By Cameron Grieves
Trombonist William Lang opened the first installment of this semester’s Midday Performances at the Ecumenical Center on Monday.
Originally from Long Island, Lang is an active performer, comfortable playing cramped art spaces in Greenwich Village, packed concert halls on Broadway and even small college campuses in Massachusetts.
He said he is most interested in “pushing forward pieces by living performers,” all but one of which he performed having been composed in the last five or six years.
The trombone is an instrument usually performed only as part of a larger orchestra, but Lang seeks to dispel this myth that it cannot be taken seriously in a solo performance, he said.
“The instrument doesn’t determine my value as a musician,” Lang said.
“Keren” demonstrated the versatility of the trombone’s sound, a piece composed in 1986 by Iannis Xernakis, a musician Lang referred to as one of his favorite human beings ever – a freedom fighter in Nazi-occupied Greece who was later marked for death by the anti-communist Greek government.
“Keren” is a piece that rises and falls dramatically, “giving you these moments of extraordinary beauty and then taking them away,” Lang said.
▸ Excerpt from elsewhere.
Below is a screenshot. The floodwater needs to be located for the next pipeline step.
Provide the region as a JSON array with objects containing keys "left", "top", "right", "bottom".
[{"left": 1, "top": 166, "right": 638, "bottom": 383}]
Another piece, “Can You Hear Me Now,” was composed by Lang’s friend Jeremy Howard Beck – a fellow New York artist whose work has been described as “sparse and haunting” by NPR’s Weekend Edition.
The piece incorporated a marching rhythm driven by lively foot stomping aided by a tassel of bells looped around Lang’s shoe – a tassel which fell off midway through the performance but failed to stifle Lang’s musical virtuosity.
In “sound:wonder tuba:mirum,” a piece Lang asked his German mentor Reiko Fueting to compose for him over seven years ago, there are very oblique references to Mozart’s “Requiem” – a part of which Lang describes as “the moment we live for in orchestral trombone.”
This piece showcased a rather intrinsic aspect of trombone playing – the act of breathing as a part of performative play, the silent spaces in between becoming a part of the musical performance itself.
However, these empty spaces and long, drawn-out sounds rising and falling in an alien crescendo do not necessarily play well to an audience which expects clear consistent notes that a guitar or keyboard can provide in a solo act.
Elizabeth Maloney, a junior said, “It was a strange performance. It lacked beauty and it wasn’t very captivating – just noises from a science fiction soundtrack.”
Where the trombone “lack[s] beauty,” it makes up for with a diversity of sound. Lang truly showed off the full scope of the instrument’s performative power on Monday.